The female shark was caught and placed in the aquarium for medical care and observation last month after it was found disorientated in shallow waters.

However, environmental groups feel the time has now come for the Whale shark to be tagged and released " claiming that the aquarium does not have the appropriate CITES permission to keep it in captivity long-term.
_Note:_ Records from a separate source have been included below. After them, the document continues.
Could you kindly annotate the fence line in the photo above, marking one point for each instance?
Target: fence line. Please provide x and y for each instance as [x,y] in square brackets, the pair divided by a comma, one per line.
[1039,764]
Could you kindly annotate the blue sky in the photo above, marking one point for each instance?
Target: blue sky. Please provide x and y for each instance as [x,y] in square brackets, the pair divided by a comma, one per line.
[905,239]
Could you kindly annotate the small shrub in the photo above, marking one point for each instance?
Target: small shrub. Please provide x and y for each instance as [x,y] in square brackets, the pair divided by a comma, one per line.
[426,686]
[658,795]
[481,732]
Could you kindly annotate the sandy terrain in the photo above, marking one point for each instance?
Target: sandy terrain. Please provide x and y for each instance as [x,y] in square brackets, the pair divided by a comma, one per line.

The juvenile shark was reported to be fatigued and disorientated in shallow waters on the Arabian Gulf in September when, due concerns over rising sea temperatures and salinity, a decision was made to capture it.

The 4 metre (13 ft) long Whale shark, Rhincodon typus, was subsequently transported to the local aquarium and placed into an 11 million litre display tank where it could be monitored for 24 hours a day.

But, a month later, the shark has remained on display.

The Whale shark is there for medical care and observation and will be released, the Emirates Wildlife Society (EWS-WWF) told Dubai-based newspaper Gulf News in a statement.

The statement did however add that they do recommend the aquarium consider their rationale for keeping the creature longer than necessary, and release it back into its natural habitat without delay.

Whale sharks are listed as ~vulnerable on the IUCN red list, and are protected by the Convention for the International Trade of Endangered Species (CITES).

The Georgia Aquarium in Atlanta, USA, has previously had trouble keeping Whale sharks in captivity. In 2007, two of the aquariums six sharks died within five months of each other.

Mohammad Abdul Rahman Hassan, head of the marine environment and sanctuaries unit at Dubai Municipality, told Gulf News that they are investigating the situation, the facts are not clear.